In this blog, we’ll break down:

  • Which Indian companies earn the most from the U.S.

  • How Trump’s policy could negatively impact IT

  • And how it could be a blessing for Pharma


🇺🇸 First, Who Earns the Most from the U.S.?

🖥️ IT Companies – Heavy Hitters, Heavy Dependence

  1. Infosys
    → ~61% of revenue from the U.S.
    → Highly vulnerable to Trump’s tariff decision.

  2. TCS (Tata Consultancy Services)
    → ~50–55% estimated U.S. revenue
    → As a top IT exporter, TCS may face major cost pressures.

  3. Wipro
    → ~55% revenue from U.S.
    → May need to renegotiate contracts or see margin compression.

  4. HCLTech
    → ~60% U.S. revenue
    → One of the most exposed companies to this move.

💥 Impact: These companies now face higher tax burdens, potential pricing renegotiations, and pressure on profitability. A clear negative for the IT sector.


💊 Pharma Companies – Quiet Winners

  1. Dr. Reddy’s – 47% from U.S.

  2. Zydus Lifesciences – 46% from U.S.

  3. Biocon – 44% from U.S.

  4. Lupin – 37% from U.S.

  5. Sun Pharma – 32% from U.S.

  6. Cipla – 30% from U.S.

Trump’s policy EXCLUDES pharmaceuticals from the 26% tariff.
➡️ This gives Indian pharma companies a competitive advantage in the U.S. over other global suppliers who may still face restrictions or higher costs.

💥 Impact: Pharma may gain new contracts, improved margins, and faster FDA clearances due to favorable political sentiment.


🚗 Other Sectors

  • Tata Motors (JLR): U.S. is a major luxury car market. Trump’s auto tariffs also apply here, adding to the pressure on Tata Motors’ international margins.
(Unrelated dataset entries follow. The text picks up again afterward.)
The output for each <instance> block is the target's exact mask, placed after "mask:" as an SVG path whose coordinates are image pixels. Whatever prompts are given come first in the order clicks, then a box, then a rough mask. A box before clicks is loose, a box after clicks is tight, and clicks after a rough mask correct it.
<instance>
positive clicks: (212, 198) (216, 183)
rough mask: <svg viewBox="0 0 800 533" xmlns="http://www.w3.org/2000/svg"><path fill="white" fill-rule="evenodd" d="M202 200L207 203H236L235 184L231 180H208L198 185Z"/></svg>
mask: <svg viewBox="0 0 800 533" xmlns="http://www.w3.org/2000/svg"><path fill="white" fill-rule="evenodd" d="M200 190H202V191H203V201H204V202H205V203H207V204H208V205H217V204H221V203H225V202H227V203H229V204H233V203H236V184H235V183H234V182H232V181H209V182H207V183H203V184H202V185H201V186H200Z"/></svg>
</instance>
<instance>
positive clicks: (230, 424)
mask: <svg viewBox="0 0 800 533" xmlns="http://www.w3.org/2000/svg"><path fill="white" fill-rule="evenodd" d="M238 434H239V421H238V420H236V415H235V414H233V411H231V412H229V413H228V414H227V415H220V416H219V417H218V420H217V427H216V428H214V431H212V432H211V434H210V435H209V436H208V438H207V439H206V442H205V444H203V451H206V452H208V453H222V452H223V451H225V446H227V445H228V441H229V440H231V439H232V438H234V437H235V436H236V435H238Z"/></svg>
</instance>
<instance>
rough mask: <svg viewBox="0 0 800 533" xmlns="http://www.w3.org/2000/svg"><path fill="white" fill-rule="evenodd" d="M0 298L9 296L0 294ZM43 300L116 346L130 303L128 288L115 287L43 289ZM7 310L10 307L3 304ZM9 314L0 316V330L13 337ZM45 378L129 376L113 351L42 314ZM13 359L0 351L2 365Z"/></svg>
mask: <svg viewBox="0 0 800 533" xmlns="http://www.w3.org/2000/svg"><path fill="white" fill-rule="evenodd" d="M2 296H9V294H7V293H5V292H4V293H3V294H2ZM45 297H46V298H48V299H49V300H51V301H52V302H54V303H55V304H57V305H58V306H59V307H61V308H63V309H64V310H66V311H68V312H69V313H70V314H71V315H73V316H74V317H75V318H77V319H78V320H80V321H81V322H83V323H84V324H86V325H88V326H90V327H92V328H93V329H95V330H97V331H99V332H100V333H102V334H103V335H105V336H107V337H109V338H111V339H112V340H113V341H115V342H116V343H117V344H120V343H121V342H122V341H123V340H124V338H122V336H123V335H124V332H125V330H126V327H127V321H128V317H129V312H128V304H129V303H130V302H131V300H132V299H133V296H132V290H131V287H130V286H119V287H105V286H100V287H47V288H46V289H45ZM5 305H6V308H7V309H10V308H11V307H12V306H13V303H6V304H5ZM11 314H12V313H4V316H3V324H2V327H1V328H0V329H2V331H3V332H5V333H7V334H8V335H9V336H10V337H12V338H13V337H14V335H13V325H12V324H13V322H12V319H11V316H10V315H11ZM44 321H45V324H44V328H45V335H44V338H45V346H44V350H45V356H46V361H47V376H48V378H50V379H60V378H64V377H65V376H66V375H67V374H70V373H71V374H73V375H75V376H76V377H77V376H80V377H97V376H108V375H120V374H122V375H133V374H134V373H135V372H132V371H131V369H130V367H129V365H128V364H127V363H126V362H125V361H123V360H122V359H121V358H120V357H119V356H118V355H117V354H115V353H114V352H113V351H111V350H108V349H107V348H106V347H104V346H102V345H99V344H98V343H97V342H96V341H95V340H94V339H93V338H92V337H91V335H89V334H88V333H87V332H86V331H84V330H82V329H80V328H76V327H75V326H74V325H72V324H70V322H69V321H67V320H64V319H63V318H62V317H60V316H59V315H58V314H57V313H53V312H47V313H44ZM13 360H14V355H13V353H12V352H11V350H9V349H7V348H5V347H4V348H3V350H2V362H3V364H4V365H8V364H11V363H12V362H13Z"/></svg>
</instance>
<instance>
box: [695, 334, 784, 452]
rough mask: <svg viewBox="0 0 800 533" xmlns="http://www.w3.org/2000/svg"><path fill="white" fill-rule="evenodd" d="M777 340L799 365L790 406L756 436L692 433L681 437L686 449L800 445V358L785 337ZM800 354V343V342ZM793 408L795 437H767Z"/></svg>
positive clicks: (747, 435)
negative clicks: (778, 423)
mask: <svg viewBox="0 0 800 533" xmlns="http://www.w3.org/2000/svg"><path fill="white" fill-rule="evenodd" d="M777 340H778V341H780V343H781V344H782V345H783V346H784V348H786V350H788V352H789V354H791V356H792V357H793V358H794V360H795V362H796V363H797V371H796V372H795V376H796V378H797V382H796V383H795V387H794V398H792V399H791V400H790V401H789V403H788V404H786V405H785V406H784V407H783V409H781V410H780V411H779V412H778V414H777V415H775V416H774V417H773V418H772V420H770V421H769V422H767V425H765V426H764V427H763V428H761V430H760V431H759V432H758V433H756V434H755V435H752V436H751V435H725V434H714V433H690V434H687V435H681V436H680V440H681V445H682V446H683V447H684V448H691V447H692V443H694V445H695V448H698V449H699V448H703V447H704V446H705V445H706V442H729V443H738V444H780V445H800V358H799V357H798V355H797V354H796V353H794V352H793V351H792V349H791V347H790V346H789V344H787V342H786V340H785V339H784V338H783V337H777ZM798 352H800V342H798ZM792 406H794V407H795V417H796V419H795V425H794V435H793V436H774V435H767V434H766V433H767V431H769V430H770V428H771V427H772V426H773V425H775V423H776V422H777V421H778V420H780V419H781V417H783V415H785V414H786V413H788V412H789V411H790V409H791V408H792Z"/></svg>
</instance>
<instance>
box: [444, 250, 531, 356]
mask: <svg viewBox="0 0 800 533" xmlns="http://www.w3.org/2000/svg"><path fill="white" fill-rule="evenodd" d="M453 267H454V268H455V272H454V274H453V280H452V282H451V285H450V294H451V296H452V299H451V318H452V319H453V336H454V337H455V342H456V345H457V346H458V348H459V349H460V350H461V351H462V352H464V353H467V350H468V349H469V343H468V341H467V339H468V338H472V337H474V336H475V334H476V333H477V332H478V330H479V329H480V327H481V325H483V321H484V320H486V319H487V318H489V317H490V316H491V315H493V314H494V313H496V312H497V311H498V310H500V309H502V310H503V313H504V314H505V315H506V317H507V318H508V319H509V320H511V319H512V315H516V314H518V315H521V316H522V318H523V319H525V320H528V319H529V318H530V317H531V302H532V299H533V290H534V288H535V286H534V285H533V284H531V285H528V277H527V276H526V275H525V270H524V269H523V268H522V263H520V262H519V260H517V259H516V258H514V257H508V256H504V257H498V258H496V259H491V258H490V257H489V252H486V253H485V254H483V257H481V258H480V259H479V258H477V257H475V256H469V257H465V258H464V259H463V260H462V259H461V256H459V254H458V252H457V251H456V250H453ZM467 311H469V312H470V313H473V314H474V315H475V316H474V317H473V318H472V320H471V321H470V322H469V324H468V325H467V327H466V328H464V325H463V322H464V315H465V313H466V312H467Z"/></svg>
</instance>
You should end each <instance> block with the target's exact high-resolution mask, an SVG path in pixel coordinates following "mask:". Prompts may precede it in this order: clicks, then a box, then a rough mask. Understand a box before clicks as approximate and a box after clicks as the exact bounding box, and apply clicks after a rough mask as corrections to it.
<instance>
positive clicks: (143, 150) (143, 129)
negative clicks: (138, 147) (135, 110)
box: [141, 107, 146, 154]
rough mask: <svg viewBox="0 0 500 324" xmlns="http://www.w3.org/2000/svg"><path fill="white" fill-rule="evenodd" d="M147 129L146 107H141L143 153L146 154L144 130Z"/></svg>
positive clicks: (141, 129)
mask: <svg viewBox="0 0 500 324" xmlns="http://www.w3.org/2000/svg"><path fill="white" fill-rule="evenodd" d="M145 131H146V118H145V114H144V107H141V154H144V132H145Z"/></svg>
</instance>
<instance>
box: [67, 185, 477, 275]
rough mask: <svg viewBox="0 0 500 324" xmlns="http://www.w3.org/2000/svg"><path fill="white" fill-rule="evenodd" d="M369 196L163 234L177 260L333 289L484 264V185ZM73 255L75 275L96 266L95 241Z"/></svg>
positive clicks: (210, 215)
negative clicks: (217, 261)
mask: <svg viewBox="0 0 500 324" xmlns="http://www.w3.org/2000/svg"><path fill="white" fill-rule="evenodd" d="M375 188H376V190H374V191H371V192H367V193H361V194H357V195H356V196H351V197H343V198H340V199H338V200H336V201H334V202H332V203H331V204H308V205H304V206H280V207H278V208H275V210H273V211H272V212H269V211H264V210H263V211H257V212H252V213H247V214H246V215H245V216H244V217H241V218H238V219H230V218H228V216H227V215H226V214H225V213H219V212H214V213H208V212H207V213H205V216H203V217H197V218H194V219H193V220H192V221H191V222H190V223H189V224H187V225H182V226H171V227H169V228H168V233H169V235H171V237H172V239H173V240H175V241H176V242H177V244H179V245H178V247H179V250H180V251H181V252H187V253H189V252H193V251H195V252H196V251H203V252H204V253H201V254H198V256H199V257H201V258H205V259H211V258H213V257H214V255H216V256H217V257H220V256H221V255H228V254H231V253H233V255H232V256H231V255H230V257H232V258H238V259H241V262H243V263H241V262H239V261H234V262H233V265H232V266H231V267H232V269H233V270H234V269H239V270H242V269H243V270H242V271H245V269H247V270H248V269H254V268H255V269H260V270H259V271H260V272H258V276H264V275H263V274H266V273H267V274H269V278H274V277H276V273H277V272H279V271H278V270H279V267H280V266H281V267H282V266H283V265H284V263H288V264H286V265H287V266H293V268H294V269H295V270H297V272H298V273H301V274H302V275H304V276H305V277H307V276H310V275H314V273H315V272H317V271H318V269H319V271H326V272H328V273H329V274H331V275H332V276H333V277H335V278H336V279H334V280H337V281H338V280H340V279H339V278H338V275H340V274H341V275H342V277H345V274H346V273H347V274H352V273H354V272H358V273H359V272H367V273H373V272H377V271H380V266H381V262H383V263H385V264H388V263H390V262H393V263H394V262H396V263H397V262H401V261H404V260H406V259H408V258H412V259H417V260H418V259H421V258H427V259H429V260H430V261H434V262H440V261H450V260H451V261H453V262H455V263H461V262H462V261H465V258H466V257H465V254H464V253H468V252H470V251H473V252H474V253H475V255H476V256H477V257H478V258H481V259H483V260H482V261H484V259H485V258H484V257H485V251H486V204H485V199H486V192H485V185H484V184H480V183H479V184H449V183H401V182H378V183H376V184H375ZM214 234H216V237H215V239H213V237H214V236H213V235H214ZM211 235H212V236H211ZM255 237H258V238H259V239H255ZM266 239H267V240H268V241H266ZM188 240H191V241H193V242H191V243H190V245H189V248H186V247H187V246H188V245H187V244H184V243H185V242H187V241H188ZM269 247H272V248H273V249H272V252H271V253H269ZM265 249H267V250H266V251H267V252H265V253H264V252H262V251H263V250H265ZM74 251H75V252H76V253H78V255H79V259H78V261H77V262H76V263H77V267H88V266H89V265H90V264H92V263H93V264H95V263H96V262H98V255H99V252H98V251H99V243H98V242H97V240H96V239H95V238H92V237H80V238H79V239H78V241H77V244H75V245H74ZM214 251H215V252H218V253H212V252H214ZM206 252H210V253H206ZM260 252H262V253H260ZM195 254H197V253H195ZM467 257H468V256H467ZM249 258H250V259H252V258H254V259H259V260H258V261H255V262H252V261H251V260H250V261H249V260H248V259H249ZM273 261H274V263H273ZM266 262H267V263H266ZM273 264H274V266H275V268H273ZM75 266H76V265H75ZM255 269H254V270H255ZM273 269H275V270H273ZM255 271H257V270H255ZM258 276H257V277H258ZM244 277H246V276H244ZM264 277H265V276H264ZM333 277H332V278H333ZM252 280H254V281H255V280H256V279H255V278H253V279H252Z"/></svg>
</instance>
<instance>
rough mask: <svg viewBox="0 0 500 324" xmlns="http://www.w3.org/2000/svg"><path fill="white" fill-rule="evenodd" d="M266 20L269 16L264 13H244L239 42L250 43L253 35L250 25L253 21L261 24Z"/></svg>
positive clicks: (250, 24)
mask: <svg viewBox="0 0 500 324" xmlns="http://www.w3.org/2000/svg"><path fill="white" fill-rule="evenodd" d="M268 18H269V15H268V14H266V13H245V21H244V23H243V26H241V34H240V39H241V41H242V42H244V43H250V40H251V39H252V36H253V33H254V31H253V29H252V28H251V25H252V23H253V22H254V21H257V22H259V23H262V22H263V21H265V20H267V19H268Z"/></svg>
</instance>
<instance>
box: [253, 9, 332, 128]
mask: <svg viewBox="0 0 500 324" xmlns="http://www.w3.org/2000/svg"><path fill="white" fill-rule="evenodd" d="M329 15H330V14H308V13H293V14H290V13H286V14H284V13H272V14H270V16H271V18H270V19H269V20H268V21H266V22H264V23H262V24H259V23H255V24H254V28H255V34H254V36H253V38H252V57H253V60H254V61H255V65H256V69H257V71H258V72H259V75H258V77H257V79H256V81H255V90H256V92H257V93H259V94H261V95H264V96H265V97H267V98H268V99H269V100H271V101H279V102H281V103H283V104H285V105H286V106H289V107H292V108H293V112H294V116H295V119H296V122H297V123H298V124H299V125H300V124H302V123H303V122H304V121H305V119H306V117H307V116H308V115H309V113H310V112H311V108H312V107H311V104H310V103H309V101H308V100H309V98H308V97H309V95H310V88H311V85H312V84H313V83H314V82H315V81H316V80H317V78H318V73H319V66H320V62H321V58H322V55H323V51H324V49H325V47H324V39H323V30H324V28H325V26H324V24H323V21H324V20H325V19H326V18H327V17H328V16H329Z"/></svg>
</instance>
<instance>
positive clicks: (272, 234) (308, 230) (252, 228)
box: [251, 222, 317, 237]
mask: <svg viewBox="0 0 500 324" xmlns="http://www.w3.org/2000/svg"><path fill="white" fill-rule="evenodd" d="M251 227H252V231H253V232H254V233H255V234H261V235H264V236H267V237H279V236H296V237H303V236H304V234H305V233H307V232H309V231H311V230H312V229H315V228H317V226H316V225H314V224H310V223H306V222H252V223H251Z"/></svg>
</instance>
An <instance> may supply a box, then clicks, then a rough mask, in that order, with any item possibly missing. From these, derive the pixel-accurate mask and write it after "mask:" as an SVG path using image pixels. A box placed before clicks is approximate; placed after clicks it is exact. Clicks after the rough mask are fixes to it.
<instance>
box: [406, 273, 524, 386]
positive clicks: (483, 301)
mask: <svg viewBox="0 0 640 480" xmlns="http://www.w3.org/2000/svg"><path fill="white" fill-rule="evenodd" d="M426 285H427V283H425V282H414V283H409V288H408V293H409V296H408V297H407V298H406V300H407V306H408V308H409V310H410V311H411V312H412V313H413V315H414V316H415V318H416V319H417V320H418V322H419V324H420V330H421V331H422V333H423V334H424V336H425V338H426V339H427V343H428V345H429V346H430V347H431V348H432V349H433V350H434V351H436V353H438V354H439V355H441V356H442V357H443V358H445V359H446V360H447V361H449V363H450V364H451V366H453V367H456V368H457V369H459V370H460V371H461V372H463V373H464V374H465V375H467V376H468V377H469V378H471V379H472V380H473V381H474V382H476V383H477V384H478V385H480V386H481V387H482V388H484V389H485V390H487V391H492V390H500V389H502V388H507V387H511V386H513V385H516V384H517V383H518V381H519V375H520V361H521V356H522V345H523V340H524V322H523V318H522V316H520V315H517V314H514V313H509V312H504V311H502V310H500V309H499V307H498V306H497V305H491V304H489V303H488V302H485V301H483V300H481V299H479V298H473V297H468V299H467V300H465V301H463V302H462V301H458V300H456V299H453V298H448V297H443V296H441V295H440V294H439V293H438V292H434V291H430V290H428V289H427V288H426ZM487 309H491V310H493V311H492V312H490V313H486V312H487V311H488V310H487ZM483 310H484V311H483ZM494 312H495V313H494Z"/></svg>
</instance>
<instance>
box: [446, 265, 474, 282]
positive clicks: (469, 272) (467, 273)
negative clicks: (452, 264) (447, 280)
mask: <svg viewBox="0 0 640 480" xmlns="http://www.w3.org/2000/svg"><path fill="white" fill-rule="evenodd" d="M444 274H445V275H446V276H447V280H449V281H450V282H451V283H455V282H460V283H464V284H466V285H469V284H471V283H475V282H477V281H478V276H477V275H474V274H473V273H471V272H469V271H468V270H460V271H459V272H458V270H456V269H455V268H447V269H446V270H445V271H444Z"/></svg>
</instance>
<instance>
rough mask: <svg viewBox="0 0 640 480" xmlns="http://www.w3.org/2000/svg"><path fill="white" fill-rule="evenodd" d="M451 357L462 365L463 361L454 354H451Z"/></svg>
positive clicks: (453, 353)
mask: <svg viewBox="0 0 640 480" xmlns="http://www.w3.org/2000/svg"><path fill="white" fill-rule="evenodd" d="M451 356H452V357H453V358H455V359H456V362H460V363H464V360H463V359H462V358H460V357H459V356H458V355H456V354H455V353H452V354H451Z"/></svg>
  • KEC International: May face higher compliance costs, but is still moderately exposed compared to IT.


🧠 Conclusion – A Tale of Two Sectors

“What’s a curse for Indian IT, is a blessing for Indian Pharma.”

  • IT companies, once the poster boys of India’s U.S. exports, now find themselves at risk under Trump’s 26% reciprocal tax.

  • Meanwhile, Indian pharma – shielded from this policy – stands to grow stronger, more profitable, and potentially take market share from Chinese and European competitors.

Investors, regulators, and company leadership will now have to rethink U.S. strategy, pricing models, and geopolitical risk hedging in the quarters to come.